1984 by George Orwell
My rating: 5 of 5 stars
This is one of the saddest books I’ve ever read. Okay, I didn’t openly weep like I did in
Where the Red Fern Grows
, but it made me very sad. Does one need spoiler alerts for a nearly 70-year-old book? Just in case…spoilers ahead.
Winston’s welcomed acceptance and outright love of his defeat is what is so sad. In the end, he utterly betrays himself and all his values – and is glad to do so. If he was just defeated, it would be merely tragic; the hero fallen. In mere defeat, there can at least be a kind of grace or honor of having fought the good fight. But his almost ecstatic joy at being finally and fully defeated makes it so much worse. There is no dignity, no hope, no self, no human being left. And, of course, that’s the point.

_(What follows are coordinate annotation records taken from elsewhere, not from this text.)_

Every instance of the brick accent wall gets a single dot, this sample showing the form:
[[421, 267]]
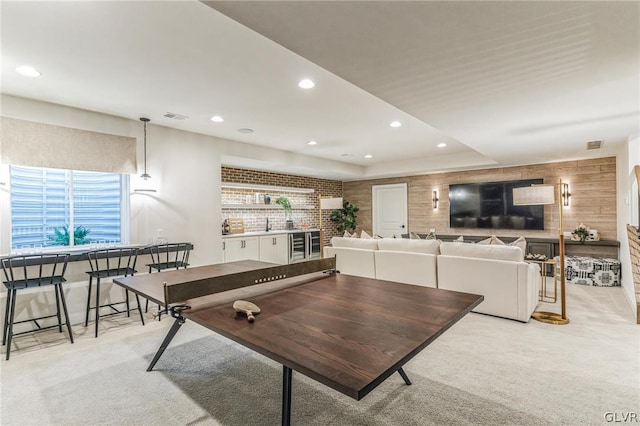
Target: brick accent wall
[[305, 205], [634, 254], [592, 187]]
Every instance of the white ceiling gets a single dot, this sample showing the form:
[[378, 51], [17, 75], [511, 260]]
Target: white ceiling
[[502, 83]]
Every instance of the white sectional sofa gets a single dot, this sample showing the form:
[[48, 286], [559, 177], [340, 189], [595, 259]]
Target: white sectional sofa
[[509, 285], [401, 260]]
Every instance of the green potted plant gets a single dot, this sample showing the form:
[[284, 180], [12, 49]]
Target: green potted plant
[[345, 218], [286, 205], [581, 232], [61, 236]]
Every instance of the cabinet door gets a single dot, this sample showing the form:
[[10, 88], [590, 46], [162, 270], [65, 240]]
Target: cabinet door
[[274, 249], [239, 248], [250, 249], [233, 249]]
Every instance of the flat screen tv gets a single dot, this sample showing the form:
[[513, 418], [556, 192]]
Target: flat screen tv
[[489, 205]]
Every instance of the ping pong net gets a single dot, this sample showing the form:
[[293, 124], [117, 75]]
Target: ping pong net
[[235, 276]]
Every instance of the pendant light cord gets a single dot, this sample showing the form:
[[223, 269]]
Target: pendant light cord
[[145, 121]]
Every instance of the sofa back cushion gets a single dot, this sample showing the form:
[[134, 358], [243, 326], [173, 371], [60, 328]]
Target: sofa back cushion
[[360, 243], [409, 245], [495, 252]]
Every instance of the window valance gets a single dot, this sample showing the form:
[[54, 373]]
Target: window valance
[[27, 143]]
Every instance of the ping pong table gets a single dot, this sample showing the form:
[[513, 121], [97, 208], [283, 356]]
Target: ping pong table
[[349, 333]]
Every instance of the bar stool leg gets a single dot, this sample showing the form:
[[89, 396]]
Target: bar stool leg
[[10, 330], [97, 303], [139, 309], [86, 318], [55, 290], [6, 318], [66, 312]]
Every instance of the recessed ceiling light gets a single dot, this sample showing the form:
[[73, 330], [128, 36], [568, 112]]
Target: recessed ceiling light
[[306, 84], [28, 71]]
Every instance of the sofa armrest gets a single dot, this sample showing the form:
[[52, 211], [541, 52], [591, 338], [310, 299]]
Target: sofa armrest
[[353, 261], [509, 288], [406, 267]]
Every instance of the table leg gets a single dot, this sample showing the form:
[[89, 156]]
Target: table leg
[[175, 312], [286, 395], [404, 376]]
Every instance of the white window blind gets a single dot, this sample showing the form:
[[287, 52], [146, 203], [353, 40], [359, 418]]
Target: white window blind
[[44, 201], [27, 143]]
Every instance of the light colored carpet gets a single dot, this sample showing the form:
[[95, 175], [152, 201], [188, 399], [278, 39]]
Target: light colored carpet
[[484, 370]]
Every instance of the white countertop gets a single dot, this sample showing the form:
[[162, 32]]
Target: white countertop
[[272, 232]]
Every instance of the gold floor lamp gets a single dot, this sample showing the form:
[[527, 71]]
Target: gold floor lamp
[[542, 195], [332, 203]]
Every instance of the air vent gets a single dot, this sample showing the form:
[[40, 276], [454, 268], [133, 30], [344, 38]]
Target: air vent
[[175, 116], [594, 145]]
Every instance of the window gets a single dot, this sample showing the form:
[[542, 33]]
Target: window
[[47, 203]]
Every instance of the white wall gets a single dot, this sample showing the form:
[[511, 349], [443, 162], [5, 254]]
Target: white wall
[[627, 208], [186, 167]]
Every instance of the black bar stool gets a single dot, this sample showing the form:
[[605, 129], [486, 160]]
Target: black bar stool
[[28, 271], [110, 263], [168, 256]]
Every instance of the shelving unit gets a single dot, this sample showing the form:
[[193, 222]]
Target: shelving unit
[[263, 207], [270, 188]]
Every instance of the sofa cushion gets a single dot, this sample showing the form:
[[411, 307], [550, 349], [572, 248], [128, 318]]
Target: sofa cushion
[[521, 242], [495, 252], [360, 243], [408, 245]]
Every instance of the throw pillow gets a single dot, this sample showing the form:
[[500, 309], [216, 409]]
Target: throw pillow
[[522, 243], [497, 241], [485, 242]]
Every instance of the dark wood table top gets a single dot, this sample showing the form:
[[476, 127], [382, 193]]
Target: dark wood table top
[[349, 333], [152, 286]]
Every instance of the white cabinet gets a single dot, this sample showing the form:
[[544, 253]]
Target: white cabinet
[[274, 248], [240, 248]]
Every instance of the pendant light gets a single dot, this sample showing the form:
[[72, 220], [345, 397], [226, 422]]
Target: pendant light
[[145, 184]]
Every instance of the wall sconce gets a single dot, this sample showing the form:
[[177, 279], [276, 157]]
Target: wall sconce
[[565, 194]]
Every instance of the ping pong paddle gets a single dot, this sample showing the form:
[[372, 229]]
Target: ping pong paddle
[[247, 308]]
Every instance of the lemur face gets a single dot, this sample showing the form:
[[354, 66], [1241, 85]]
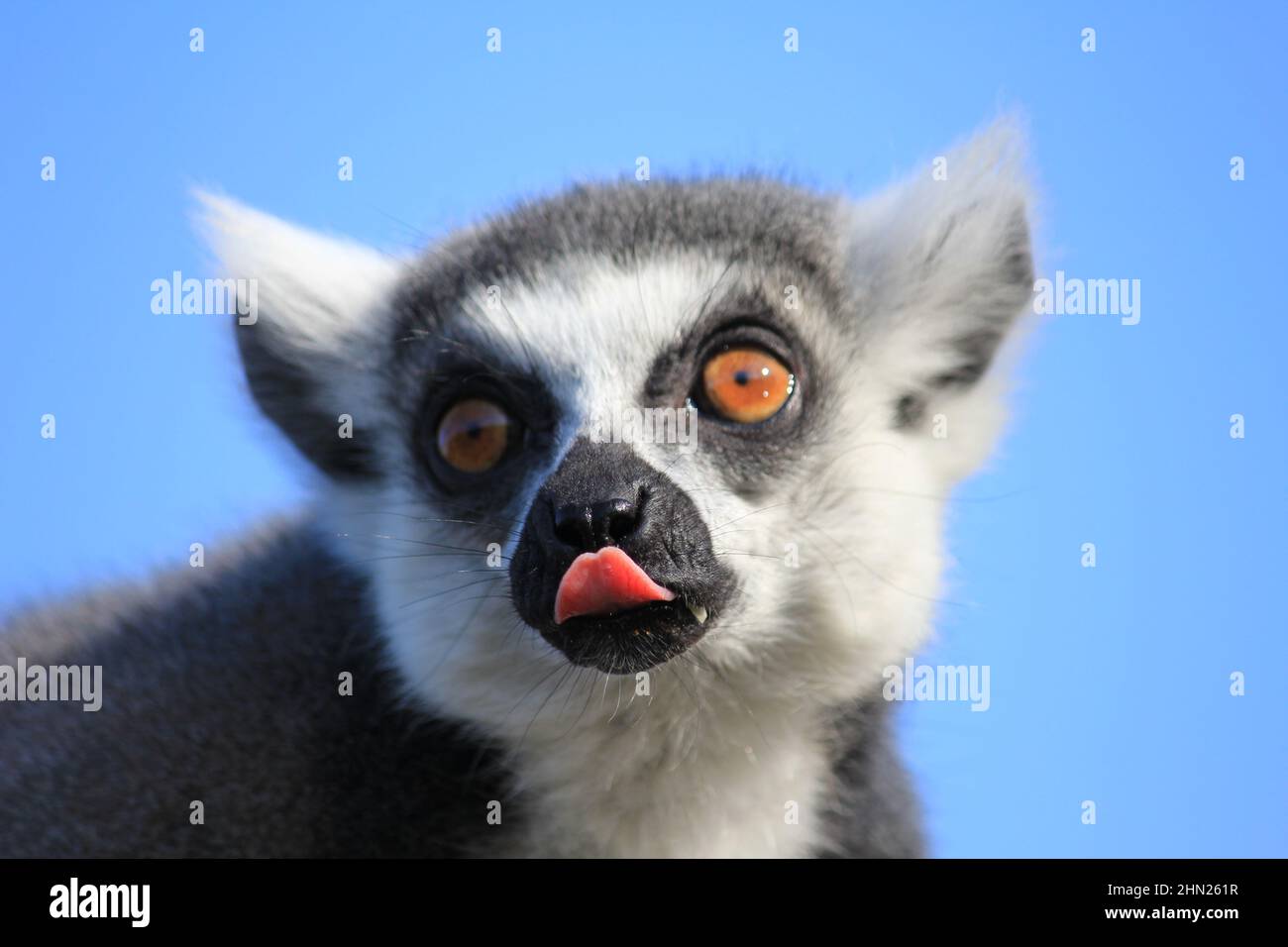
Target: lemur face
[[649, 428]]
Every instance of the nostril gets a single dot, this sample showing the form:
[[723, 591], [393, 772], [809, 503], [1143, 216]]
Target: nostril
[[618, 521], [575, 526], [592, 526]]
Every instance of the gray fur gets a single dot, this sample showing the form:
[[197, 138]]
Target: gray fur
[[222, 684]]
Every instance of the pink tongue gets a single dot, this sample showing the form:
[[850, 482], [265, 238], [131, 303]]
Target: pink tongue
[[604, 582]]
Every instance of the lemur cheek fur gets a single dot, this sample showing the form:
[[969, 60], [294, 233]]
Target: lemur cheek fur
[[638, 501]]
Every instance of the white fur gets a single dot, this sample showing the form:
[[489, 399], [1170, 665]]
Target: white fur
[[729, 738]]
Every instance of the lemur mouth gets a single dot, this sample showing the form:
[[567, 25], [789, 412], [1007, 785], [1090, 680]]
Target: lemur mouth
[[632, 641], [614, 565]]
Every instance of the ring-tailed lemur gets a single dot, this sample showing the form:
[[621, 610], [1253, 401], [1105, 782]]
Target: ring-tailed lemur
[[630, 495]]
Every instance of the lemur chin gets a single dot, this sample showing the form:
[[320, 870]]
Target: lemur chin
[[511, 626]]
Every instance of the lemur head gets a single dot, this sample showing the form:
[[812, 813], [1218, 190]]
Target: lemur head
[[648, 424]]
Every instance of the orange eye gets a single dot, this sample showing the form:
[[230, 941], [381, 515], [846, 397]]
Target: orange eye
[[473, 434], [746, 384]]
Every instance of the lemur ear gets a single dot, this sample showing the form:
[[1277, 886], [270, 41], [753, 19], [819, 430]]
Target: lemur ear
[[943, 262], [309, 312]]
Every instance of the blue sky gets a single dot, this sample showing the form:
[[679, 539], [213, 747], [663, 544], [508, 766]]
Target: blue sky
[[1109, 684]]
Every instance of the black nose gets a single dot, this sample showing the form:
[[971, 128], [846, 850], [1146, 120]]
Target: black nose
[[588, 527]]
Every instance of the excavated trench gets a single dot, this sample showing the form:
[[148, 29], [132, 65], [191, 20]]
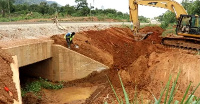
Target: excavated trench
[[146, 64]]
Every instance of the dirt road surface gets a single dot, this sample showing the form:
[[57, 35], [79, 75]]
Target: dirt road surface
[[145, 64]]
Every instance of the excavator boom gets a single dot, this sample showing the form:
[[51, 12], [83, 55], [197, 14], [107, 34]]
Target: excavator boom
[[188, 26]]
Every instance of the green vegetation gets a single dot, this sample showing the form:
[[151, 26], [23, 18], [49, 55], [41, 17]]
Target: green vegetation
[[16, 10], [192, 7], [143, 19], [168, 91], [36, 86]]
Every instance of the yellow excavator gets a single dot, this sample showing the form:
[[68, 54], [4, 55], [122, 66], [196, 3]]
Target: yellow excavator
[[187, 28]]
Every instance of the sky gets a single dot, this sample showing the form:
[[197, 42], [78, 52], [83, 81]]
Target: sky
[[119, 5]]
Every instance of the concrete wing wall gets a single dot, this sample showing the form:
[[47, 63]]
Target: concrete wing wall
[[31, 53], [69, 65]]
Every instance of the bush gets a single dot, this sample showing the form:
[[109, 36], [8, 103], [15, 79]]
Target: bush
[[36, 86]]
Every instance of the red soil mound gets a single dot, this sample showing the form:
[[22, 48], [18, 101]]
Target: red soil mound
[[113, 47], [155, 36], [142, 63], [6, 79]]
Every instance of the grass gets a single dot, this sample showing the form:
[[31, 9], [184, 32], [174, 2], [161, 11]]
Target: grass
[[168, 94], [36, 86]]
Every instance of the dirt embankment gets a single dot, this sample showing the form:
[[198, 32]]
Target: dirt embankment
[[147, 63], [6, 79]]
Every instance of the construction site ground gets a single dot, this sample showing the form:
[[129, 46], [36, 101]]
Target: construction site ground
[[145, 65]]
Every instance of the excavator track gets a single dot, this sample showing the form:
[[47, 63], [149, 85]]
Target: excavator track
[[182, 42]]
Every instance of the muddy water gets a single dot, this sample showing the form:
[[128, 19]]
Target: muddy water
[[69, 95]]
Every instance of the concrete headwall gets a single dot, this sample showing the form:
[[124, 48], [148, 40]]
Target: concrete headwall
[[53, 62], [31, 53], [65, 65], [69, 65]]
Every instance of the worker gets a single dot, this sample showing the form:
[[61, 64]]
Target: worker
[[69, 36]]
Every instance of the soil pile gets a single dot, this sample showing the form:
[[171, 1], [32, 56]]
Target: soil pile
[[112, 47], [143, 63], [6, 79], [155, 37]]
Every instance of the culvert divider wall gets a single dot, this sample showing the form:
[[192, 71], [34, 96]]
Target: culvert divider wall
[[54, 62]]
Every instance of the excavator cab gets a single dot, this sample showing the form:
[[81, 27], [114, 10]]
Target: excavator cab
[[188, 25]]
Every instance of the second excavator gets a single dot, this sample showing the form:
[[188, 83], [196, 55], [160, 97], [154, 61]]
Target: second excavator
[[187, 28]]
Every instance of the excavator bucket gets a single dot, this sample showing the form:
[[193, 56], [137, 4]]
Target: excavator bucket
[[141, 36]]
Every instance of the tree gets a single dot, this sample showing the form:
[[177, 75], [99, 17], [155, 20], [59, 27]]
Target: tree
[[81, 4], [5, 6], [44, 8]]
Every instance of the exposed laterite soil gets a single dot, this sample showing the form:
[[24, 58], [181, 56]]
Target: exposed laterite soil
[[6, 79], [146, 64]]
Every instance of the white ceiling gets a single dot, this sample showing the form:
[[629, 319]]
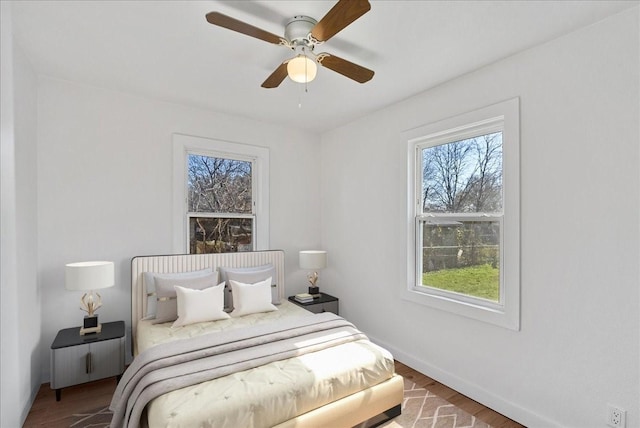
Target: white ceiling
[[167, 50]]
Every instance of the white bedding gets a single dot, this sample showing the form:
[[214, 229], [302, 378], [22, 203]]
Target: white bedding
[[267, 395]]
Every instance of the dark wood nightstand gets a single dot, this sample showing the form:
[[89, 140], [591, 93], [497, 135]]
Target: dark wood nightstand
[[324, 303], [78, 359]]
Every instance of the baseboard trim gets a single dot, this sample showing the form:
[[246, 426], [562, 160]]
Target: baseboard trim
[[477, 393]]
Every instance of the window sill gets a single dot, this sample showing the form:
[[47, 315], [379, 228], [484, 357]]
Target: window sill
[[492, 314]]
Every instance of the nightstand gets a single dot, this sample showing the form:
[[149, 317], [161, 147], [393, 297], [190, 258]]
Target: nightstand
[[78, 359], [324, 303]]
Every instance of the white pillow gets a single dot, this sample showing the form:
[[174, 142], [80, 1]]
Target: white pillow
[[251, 298], [200, 305], [167, 305], [150, 286], [248, 275]]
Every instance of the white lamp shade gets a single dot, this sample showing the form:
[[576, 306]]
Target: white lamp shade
[[302, 69], [89, 275], [313, 259]]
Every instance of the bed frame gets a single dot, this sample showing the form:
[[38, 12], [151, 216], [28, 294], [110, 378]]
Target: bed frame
[[370, 406]]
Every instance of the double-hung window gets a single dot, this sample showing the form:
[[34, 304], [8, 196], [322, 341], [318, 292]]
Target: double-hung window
[[221, 196], [464, 215]]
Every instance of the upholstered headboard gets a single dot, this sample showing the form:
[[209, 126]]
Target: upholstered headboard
[[191, 262]]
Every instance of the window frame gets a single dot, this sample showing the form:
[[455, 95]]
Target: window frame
[[183, 146], [502, 116]]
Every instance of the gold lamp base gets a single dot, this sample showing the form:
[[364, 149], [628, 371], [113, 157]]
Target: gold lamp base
[[89, 330]]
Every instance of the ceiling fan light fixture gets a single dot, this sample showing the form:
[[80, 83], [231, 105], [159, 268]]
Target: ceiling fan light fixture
[[302, 69]]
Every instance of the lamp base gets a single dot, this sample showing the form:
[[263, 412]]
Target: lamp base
[[90, 324]]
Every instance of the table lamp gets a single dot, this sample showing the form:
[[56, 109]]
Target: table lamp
[[89, 276], [314, 260]]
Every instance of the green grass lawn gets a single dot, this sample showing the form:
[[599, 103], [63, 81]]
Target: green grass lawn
[[479, 281]]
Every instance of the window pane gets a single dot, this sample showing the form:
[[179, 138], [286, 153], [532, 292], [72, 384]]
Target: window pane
[[219, 185], [220, 235], [463, 257], [463, 176]]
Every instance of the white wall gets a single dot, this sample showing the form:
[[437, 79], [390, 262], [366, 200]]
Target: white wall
[[21, 357], [105, 184], [578, 345]]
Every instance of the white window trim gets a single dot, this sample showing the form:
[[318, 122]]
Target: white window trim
[[184, 144], [507, 313]]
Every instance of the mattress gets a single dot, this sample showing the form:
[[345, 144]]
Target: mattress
[[270, 394]]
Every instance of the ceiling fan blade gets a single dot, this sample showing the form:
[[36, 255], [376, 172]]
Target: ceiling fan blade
[[276, 77], [344, 67], [221, 20], [340, 16]]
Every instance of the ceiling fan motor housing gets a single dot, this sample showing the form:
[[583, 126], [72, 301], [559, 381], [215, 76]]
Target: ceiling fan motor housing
[[297, 30]]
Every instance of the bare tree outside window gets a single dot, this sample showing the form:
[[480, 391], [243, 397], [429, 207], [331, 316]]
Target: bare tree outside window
[[460, 250], [220, 204]]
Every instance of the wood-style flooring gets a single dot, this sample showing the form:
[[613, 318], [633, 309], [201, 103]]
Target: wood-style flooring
[[46, 412]]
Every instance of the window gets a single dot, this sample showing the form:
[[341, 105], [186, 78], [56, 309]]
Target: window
[[220, 196], [219, 204], [464, 215]]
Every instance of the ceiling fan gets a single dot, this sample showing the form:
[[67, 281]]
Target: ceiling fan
[[302, 34]]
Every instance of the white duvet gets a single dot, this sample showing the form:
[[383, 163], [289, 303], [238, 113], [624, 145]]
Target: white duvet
[[267, 395]]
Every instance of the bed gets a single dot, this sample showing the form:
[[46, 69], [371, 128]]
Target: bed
[[293, 368]]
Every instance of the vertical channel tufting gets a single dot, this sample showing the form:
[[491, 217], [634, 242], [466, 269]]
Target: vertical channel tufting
[[190, 262]]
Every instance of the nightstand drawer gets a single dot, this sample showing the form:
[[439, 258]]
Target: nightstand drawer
[[78, 359]]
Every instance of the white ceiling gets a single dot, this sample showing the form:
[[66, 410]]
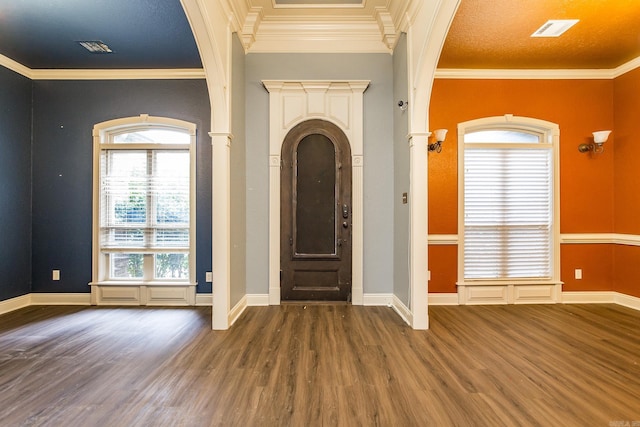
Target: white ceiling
[[320, 26]]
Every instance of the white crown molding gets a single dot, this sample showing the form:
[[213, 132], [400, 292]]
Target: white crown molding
[[387, 26], [121, 74], [499, 74], [116, 74], [15, 66], [625, 68], [319, 37]]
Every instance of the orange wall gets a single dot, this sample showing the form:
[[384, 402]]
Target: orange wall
[[579, 107], [627, 153], [627, 180]]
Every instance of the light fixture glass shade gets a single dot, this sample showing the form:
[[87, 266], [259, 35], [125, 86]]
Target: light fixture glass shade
[[600, 137], [440, 134]]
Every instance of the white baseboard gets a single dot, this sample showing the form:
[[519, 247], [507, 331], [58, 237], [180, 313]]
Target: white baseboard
[[589, 297], [390, 300], [443, 299], [237, 310], [627, 301], [16, 303], [377, 299], [402, 310], [204, 299], [60, 299], [254, 300]]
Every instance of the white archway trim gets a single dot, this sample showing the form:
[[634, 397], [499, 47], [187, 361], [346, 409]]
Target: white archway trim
[[427, 30], [211, 26], [290, 103]]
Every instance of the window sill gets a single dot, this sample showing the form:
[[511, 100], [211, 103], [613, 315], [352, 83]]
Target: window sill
[[141, 283], [157, 293], [509, 292], [506, 282]]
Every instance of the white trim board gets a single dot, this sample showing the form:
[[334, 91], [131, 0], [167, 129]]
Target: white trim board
[[565, 239], [561, 74], [252, 300], [119, 74]]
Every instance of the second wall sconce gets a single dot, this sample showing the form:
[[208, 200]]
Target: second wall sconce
[[599, 138], [440, 135]]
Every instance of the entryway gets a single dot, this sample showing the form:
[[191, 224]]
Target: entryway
[[330, 115], [315, 202]]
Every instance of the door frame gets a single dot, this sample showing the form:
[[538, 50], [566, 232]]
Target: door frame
[[338, 102]]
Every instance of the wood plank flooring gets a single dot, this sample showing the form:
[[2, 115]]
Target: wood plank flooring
[[321, 365]]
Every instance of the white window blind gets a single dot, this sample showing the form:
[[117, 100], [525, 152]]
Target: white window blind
[[508, 212], [145, 201]]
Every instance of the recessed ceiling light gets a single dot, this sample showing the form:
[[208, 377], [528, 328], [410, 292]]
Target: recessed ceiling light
[[95, 46], [554, 27]]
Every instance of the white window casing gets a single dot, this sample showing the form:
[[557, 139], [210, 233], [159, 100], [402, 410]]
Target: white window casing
[[508, 210], [144, 212]]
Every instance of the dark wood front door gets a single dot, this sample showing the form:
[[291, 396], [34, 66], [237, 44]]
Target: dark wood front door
[[315, 200]]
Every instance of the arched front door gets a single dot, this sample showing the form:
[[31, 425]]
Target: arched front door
[[315, 200]]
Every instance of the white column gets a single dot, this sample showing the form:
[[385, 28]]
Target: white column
[[221, 226], [274, 229], [418, 220], [357, 242]]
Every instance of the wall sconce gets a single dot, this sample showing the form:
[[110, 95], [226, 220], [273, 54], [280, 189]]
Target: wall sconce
[[440, 135], [599, 138]]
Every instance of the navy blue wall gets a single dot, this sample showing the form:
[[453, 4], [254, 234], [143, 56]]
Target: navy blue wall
[[64, 114], [15, 184]]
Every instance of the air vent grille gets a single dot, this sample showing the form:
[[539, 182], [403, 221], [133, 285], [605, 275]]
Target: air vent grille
[[95, 46], [554, 27]]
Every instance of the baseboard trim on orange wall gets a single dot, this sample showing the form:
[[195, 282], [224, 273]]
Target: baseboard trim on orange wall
[[576, 297]]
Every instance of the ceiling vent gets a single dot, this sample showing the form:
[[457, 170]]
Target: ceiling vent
[[554, 27], [95, 46]]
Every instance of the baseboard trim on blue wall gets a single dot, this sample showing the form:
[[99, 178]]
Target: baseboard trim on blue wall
[[249, 300]]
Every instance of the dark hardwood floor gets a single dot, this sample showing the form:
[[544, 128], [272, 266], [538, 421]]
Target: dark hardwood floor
[[321, 365]]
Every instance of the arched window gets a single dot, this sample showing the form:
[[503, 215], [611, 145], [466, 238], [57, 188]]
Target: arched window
[[509, 213], [144, 204]]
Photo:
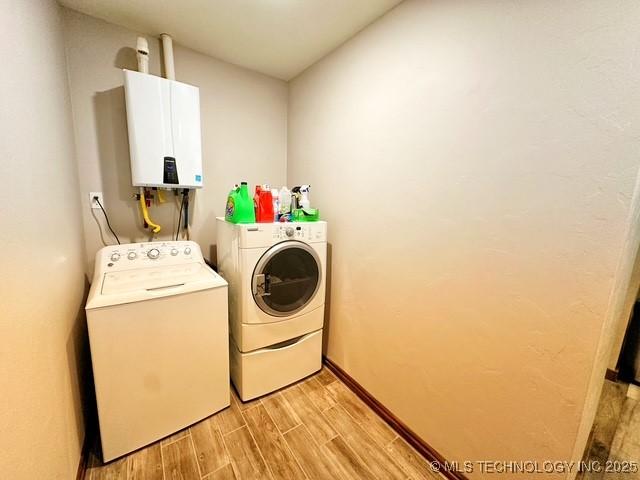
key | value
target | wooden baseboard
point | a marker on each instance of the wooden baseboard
(422, 447)
(611, 375)
(84, 456)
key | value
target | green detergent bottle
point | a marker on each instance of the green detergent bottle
(240, 206)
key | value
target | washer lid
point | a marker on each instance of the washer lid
(153, 282)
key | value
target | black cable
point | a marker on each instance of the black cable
(179, 218)
(107, 219)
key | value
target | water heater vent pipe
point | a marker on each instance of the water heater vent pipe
(167, 54)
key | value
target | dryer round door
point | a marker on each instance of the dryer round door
(286, 278)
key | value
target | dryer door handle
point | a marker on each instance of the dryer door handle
(261, 285)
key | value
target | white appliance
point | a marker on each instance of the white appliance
(158, 330)
(276, 274)
(163, 118)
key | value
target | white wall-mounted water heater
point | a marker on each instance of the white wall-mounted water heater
(163, 118)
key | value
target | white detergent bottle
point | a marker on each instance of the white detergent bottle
(285, 200)
(304, 196)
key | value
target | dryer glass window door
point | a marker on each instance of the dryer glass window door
(286, 278)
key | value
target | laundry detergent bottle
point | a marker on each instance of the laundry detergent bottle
(240, 205)
(263, 203)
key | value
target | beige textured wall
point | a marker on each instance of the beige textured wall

Orwell’s insight into the psychology of totalitarian control as well as the motivations of those in control and those subjugated goes deep. O’Brien and Winston’s conversations in the last third of the book are worth much reflection.
1984 is heralded as a prescient and cautionary book about the dangers of the surveillance state. And it is, and the surveillance state is a real concern. However, I think most miss the real and more important warning of 1984: the dangers of the renunciation of individualism and reason. As much as Orwell was a socialist, he decried the evils of collectivism in much of his work (never mind how he squares the circle of an individualistic socialism—doublethink?). He was a fierce and early critic of both the Soviets and the Nazis: recognizing that the danger they posed was the same: collectivism. Both devoured the individual and subjected the mind to the state. Reason was their greatest enemy; hence the constant resort to violence, often random. This was not merely to get rid of explicit enemies, but to stultify the reasoning mind. 1984 takes these “ideals” to their full logical consequence. It is terrifying and depressing: it is a book without hope. And that’s what makes it so sad.